Sunday, March 4, 2007

Take the Orange from the Sunset

Take the Orange from the Sunset
by Esteban Silvani
As the sunset cast its intricate collages across the farm, Bill tended his tomato patch.

Could hardly believe those seeds sold to him by that smelly gypsy at the town fair could produce tomatoes of such ripeness in such a short spell. Crazy gypsy talked them up like they were some kind of super tomatoes. Promised Bill's wife Henrietta, they'd "increase her life." Crazy gypsy.
But even still, the tomatoes looked rather swell.

Bill looked down on his gnome and uttered, "Well ol' friend, looks like you got some mighty fine tamatuhs here.

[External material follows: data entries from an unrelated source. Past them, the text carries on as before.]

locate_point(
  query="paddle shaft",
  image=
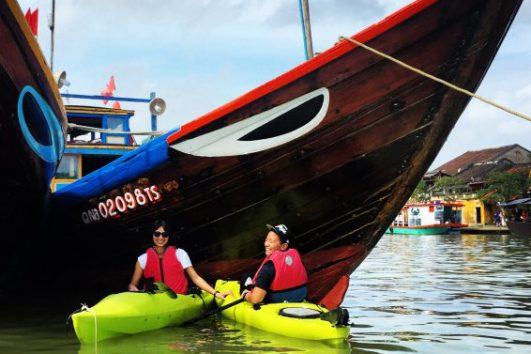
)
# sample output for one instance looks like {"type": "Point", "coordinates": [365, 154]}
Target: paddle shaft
{"type": "Point", "coordinates": [213, 312]}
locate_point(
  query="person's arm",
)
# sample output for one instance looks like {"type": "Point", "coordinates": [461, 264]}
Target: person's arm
{"type": "Point", "coordinates": [256, 296]}
{"type": "Point", "coordinates": [263, 281]}
{"type": "Point", "coordinates": [137, 275]}
{"type": "Point", "coordinates": [202, 284]}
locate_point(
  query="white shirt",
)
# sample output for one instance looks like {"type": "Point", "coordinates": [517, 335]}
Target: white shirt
{"type": "Point", "coordinates": [181, 255]}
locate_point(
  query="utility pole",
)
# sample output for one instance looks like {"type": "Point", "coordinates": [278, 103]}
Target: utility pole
{"type": "Point", "coordinates": [306, 28]}
{"type": "Point", "coordinates": [51, 24]}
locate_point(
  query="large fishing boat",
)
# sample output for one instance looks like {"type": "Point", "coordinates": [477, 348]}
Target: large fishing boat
{"type": "Point", "coordinates": [32, 119]}
{"type": "Point", "coordinates": [32, 126]}
{"type": "Point", "coordinates": [332, 148]}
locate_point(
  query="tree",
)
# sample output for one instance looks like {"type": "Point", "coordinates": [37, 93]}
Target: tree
{"type": "Point", "coordinates": [420, 193]}
{"type": "Point", "coordinates": [502, 186]}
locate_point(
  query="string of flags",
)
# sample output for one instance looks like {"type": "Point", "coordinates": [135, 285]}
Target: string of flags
{"type": "Point", "coordinates": [32, 17]}
{"type": "Point", "coordinates": [109, 91]}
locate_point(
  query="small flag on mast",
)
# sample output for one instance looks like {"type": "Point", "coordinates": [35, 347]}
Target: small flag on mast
{"type": "Point", "coordinates": [32, 17]}
{"type": "Point", "coordinates": [109, 89]}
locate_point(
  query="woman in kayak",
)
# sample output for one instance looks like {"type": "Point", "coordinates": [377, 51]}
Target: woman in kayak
{"type": "Point", "coordinates": [281, 276]}
{"type": "Point", "coordinates": [167, 264]}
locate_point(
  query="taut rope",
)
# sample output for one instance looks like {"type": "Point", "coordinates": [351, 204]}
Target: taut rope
{"type": "Point", "coordinates": [436, 79]}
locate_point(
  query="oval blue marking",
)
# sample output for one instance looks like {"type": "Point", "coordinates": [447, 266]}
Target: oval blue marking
{"type": "Point", "coordinates": [49, 153]}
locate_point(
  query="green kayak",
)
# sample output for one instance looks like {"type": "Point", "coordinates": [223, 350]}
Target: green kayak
{"type": "Point", "coordinates": [292, 319]}
{"type": "Point", "coordinates": [135, 312]}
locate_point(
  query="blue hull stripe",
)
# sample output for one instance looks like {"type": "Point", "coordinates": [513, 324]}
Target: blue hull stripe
{"type": "Point", "coordinates": [132, 165]}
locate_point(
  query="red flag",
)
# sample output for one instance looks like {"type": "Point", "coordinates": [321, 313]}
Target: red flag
{"type": "Point", "coordinates": [109, 89]}
{"type": "Point", "coordinates": [111, 84]}
{"type": "Point", "coordinates": [33, 20]}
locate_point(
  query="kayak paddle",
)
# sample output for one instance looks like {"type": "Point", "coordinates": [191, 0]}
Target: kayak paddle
{"type": "Point", "coordinates": [213, 312]}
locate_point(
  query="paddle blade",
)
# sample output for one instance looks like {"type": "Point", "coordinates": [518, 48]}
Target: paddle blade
{"type": "Point", "coordinates": [337, 317]}
{"type": "Point", "coordinates": [163, 288]}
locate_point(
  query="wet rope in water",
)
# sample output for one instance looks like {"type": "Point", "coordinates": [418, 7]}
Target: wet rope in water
{"type": "Point", "coordinates": [84, 307]}
{"type": "Point", "coordinates": [434, 78]}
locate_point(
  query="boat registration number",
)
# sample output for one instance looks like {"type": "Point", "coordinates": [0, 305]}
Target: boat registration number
{"type": "Point", "coordinates": [122, 204]}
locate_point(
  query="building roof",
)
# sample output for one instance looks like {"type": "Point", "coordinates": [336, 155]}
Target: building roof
{"type": "Point", "coordinates": [475, 158]}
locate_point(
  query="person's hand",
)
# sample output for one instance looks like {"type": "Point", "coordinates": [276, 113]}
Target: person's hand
{"type": "Point", "coordinates": [222, 295]}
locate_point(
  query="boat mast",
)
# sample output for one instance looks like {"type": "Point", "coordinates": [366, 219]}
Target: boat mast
{"type": "Point", "coordinates": [306, 30]}
{"type": "Point", "coordinates": [51, 24]}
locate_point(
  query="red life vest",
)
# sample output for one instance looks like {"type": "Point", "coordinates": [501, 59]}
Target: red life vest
{"type": "Point", "coordinates": [167, 270]}
{"type": "Point", "coordinates": [289, 270]}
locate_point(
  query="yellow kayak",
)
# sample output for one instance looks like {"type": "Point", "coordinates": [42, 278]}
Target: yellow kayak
{"type": "Point", "coordinates": [135, 312]}
{"type": "Point", "coordinates": [292, 319]}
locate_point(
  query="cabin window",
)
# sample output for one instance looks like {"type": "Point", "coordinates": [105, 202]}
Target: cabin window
{"type": "Point", "coordinates": [115, 124]}
{"type": "Point", "coordinates": [68, 167]}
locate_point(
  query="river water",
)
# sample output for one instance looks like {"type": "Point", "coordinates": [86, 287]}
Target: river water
{"type": "Point", "coordinates": [413, 294]}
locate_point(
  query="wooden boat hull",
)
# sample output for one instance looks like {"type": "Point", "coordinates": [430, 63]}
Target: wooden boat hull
{"type": "Point", "coordinates": [332, 148]}
{"type": "Point", "coordinates": [32, 120]}
{"type": "Point", "coordinates": [32, 126]}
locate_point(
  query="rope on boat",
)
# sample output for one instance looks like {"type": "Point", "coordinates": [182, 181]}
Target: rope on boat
{"type": "Point", "coordinates": [113, 132]}
{"type": "Point", "coordinates": [434, 78]}
{"type": "Point", "coordinates": [84, 307]}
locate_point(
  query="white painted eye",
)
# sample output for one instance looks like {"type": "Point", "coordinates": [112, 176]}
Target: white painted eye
{"type": "Point", "coordinates": [263, 131]}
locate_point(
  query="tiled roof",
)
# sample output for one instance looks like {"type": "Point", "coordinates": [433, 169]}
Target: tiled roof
{"type": "Point", "coordinates": [460, 163]}
{"type": "Point", "coordinates": [520, 168]}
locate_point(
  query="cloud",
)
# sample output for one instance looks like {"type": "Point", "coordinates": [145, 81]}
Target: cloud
{"type": "Point", "coordinates": [199, 54]}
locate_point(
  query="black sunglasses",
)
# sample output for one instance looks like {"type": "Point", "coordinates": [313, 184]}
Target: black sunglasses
{"type": "Point", "coordinates": [163, 234]}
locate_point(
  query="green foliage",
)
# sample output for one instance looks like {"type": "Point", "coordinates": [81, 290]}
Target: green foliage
{"type": "Point", "coordinates": [447, 181]}
{"type": "Point", "coordinates": [506, 186]}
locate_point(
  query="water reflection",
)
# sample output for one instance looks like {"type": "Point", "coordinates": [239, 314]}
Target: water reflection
{"type": "Point", "coordinates": [441, 294]}
{"type": "Point", "coordinates": [429, 294]}
{"type": "Point", "coordinates": [215, 336]}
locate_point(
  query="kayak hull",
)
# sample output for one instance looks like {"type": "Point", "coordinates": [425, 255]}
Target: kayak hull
{"type": "Point", "coordinates": [132, 312]}
{"type": "Point", "coordinates": [267, 318]}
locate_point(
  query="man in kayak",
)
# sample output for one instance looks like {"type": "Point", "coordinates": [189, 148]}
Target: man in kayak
{"type": "Point", "coordinates": [281, 276]}
{"type": "Point", "coordinates": [167, 264]}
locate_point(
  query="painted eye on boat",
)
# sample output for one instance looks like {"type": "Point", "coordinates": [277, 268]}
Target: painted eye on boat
{"type": "Point", "coordinates": [266, 130]}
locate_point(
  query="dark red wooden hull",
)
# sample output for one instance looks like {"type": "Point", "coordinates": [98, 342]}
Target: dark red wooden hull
{"type": "Point", "coordinates": [25, 176]}
{"type": "Point", "coordinates": [29, 95]}
{"type": "Point", "coordinates": [340, 185]}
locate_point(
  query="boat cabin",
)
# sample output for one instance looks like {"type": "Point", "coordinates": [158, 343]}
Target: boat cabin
{"type": "Point", "coordinates": [88, 151]}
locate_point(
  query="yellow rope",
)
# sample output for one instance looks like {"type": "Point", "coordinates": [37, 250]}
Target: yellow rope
{"type": "Point", "coordinates": [441, 81]}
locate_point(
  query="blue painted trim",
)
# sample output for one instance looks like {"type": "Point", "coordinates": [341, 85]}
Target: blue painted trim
{"type": "Point", "coordinates": [303, 31]}
{"type": "Point", "coordinates": [49, 153]}
{"type": "Point", "coordinates": [108, 98]}
{"type": "Point", "coordinates": [153, 117]}
{"type": "Point", "coordinates": [94, 151]}
{"type": "Point", "coordinates": [132, 165]}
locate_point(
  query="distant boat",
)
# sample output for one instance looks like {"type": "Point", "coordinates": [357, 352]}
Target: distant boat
{"type": "Point", "coordinates": [332, 148]}
{"type": "Point", "coordinates": [516, 213]}
{"type": "Point", "coordinates": [431, 218]}
{"type": "Point", "coordinates": [32, 123]}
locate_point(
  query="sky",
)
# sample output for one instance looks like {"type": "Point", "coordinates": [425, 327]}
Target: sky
{"type": "Point", "coordinates": [199, 54]}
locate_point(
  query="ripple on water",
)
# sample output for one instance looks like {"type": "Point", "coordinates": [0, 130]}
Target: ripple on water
{"type": "Point", "coordinates": [444, 293]}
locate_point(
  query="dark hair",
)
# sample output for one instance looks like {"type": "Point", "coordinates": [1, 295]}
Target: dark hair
{"type": "Point", "coordinates": [164, 224]}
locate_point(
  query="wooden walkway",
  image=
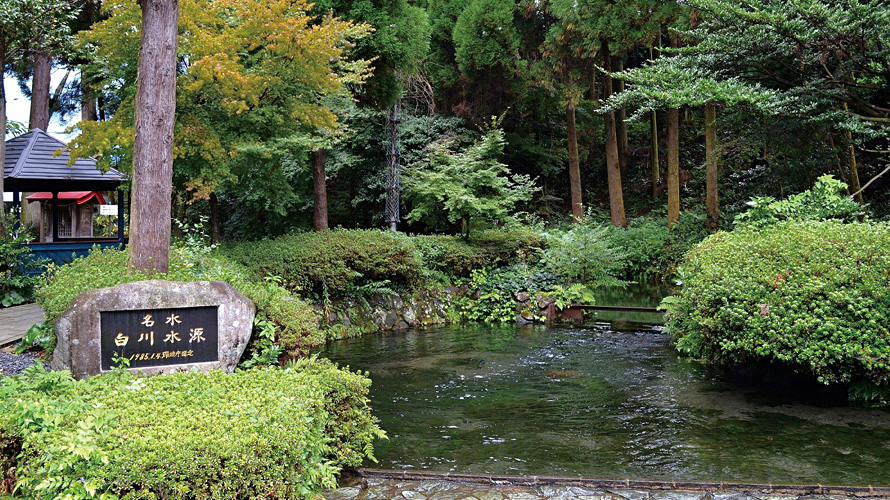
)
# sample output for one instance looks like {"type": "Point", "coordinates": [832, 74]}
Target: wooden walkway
{"type": "Point", "coordinates": [15, 322]}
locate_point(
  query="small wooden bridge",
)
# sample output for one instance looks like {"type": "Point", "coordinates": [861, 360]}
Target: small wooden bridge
{"type": "Point", "coordinates": [575, 311]}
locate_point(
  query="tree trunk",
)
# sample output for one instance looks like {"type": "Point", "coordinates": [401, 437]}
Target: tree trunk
{"type": "Point", "coordinates": [673, 166]}
{"type": "Point", "coordinates": [319, 179]}
{"type": "Point", "coordinates": [854, 172]}
{"type": "Point", "coordinates": [620, 117]}
{"type": "Point", "coordinates": [653, 154]}
{"type": "Point", "coordinates": [88, 102]}
{"type": "Point", "coordinates": [40, 91]}
{"type": "Point", "coordinates": [613, 170]}
{"type": "Point", "coordinates": [153, 143]}
{"type": "Point", "coordinates": [89, 14]}
{"type": "Point", "coordinates": [214, 219]}
{"type": "Point", "coordinates": [653, 145]}
{"type": "Point", "coordinates": [574, 164]}
{"type": "Point", "coordinates": [711, 167]}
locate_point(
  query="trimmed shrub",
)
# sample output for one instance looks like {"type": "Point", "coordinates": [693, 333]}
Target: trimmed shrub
{"type": "Point", "coordinates": [652, 250]}
{"type": "Point", "coordinates": [332, 263]}
{"type": "Point", "coordinates": [453, 256]}
{"type": "Point", "coordinates": [296, 322]}
{"type": "Point", "coordinates": [272, 433]}
{"type": "Point", "coordinates": [824, 201]}
{"type": "Point", "coordinates": [16, 284]}
{"type": "Point", "coordinates": [585, 254]}
{"type": "Point", "coordinates": [814, 295]}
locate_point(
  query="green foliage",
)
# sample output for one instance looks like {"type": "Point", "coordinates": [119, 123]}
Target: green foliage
{"type": "Point", "coordinates": [824, 201]}
{"type": "Point", "coordinates": [485, 37]}
{"type": "Point", "coordinates": [563, 296]}
{"type": "Point", "coordinates": [296, 322]}
{"type": "Point", "coordinates": [465, 186]}
{"type": "Point", "coordinates": [448, 256]}
{"type": "Point", "coordinates": [816, 60]}
{"type": "Point", "coordinates": [654, 251]}
{"type": "Point", "coordinates": [273, 433]}
{"type": "Point", "coordinates": [585, 254]}
{"type": "Point", "coordinates": [333, 261]}
{"type": "Point", "coordinates": [814, 295]}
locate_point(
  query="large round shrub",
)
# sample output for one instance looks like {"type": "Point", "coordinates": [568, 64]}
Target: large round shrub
{"type": "Point", "coordinates": [333, 262]}
{"type": "Point", "coordinates": [814, 295]}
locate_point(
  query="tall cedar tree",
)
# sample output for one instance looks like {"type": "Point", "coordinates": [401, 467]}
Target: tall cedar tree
{"type": "Point", "coordinates": [397, 45]}
{"type": "Point", "coordinates": [819, 62]}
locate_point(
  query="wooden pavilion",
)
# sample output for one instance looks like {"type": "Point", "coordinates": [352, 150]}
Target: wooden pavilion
{"type": "Point", "coordinates": [66, 198]}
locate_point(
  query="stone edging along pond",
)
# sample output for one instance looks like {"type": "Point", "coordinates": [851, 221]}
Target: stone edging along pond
{"type": "Point", "coordinates": [637, 484]}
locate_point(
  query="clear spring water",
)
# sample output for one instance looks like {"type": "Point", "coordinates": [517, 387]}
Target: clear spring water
{"type": "Point", "coordinates": [613, 400]}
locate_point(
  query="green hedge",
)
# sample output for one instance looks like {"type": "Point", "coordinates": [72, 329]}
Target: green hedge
{"type": "Point", "coordinates": [296, 322]}
{"type": "Point", "coordinates": [339, 263]}
{"type": "Point", "coordinates": [814, 295]}
{"type": "Point", "coordinates": [332, 262]}
{"type": "Point", "coordinates": [272, 433]}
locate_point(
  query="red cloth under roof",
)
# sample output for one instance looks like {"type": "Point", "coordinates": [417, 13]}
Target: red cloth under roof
{"type": "Point", "coordinates": [80, 197]}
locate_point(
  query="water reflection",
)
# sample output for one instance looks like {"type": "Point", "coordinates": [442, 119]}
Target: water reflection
{"type": "Point", "coordinates": [599, 403]}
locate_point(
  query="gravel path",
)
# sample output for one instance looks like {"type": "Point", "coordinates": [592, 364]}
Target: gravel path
{"type": "Point", "coordinates": [13, 364]}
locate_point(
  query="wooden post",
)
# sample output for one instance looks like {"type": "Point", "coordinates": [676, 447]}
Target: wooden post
{"type": "Point", "coordinates": [711, 166]}
{"type": "Point", "coordinates": [17, 209]}
{"type": "Point", "coordinates": [154, 116]}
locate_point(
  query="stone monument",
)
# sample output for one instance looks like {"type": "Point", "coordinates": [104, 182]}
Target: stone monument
{"type": "Point", "coordinates": [156, 326]}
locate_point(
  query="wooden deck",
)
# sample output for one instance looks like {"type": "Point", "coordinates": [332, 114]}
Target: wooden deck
{"type": "Point", "coordinates": [15, 322]}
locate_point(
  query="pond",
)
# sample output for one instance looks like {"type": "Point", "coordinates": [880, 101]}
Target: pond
{"type": "Point", "coordinates": [612, 400]}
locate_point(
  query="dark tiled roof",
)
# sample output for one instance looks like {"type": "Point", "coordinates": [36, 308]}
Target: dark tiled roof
{"type": "Point", "coordinates": [31, 161]}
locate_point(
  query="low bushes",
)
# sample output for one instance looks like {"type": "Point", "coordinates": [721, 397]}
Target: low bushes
{"type": "Point", "coordinates": [453, 256]}
{"type": "Point", "coordinates": [272, 433]}
{"type": "Point", "coordinates": [814, 295]}
{"type": "Point", "coordinates": [295, 321]}
{"type": "Point", "coordinates": [343, 263]}
{"type": "Point", "coordinates": [332, 262]}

Should make some fine company, I reckon."
Just then, Henrietta's whining came blasting down from the upstairs.

Them hemorrhoids had flared up yet again.

"Bill, get your ass up here and look at mine!" she shouted while dropping her drawers.

Bill, who wasn't one for talking back ascended the staircase, holding his brown leather cowboy hat against his flannel shirt. He stared down compassionately at his woman who was on her knees, leaning over the tub.

"It them hemorrhoids again?"
"Wadda ya think, you fuckin' country trash hick! Now get 'em off me!"
Henrietta wasn't like his last wife. Not one bit. Suzy grew up a Baptist, not unlike himself. But this one who made her way on down from New York City sure talked different. Was starting to bother him. After all, that kind of language ain't much befitting a lady anyhow.
He reached for the cream, and squirted some onto his finger tips.
"Now, hold still, dear."
"Don't you fuckin' tell me to stay still, bastard! I'm the one with the fuckin flames in my asshole, Bill!"
While the sides of his hands parted her flabby cheeks, he tilted his head a bit in puzzlement. A white, filmy discharge protruded from the anus down the canal toward her pubic patch.
"Funny." He absentmindedly muttered.
"Oh, you just wait. You ain't seen funny till I say you've seen funny. Funny is me ripping your fucking head off, asshole! Now put on the fucking cream!"
Bill looked at his watch. It'd only been eleven hours. Amazing. Impossibly amazing.
"Tell ya what, hon. I know just what'll do the trick."
Immediately, Henrietta began to convulse and cry in anger as she screamed at the top of her lungs, "JUST PUT ON THE FUCKING CREAM ALREADY!!"
Her head dropped over the rim of the tub as her body tried to rest. But the festering pain kept eating away at her rectum. She continued to moan and clench her teeth as images of her violently strangling Bill flashed through her mind.
Moments later she heard Bill return. He crouched down behind her.
Suddenly, a cruel hand parted her cheeks violently. A sharp object cut through the anus, sawing through cheek blubber, mixing the discharge with anal blood. The small veins burst open as she wiggled in psychotic raves. The tiled walls soon faded, the curtain rod entered her sight, and then fled as did consciousness.
Bill eagerly inserted two fingers from each of his hands and beamed as he carefully pulled out his most eagerly anticipated prized possession.
"By God's grace, as golden corn grows from the quiet fields, so disgust arrives from the noisy swamp."
Bill thought about how the gypsy had exaggerated his promise as he lifted himself up carefully so as not to slip in the stool infested bloodbath.
Human this thing wasn't, but'll make a fine replacement to that gnome in the tomato patch.
The thing's slimy eyes raced from side to side. It's pointy ears erected as its master held it lovingly.
The sun continued to set over Leesville, North Carolina. Seemed to be more orange than usual.
Bill rocked back and forth on that rocker of his. Gritty hands would slowly reach over to grab that hot mug of coffee. Not many folks really notice the beauty in things. Too preoccupied with making a livin', wheelin and dealin, and soothing hemorrhoids.
The tomato patch looked sensuous with darkness beginning to settle in on it. The gnome stayed. Bill realized that the ol' gnome didn't need a replacement, but rather a companion. He deserved company his own size. Gnomes don't do nothing like talking back.
This thing'll make a good mate.
The Stevensons' Buick drove on by the farm road. Harry waved at Bill who tipped his hat in return.
Bill rose, stepped off the porch and looked down at the tomato patch to check on the newlyweds.
The slimy thing's pecker had become encrusted and was about to break off. Bill poured the rest of his coffee on him.
"How you gonna be a daddy to my gnome if you ain't got nothin' to slide in her?"
The pointy ears drooped down as it buried its head in the soil.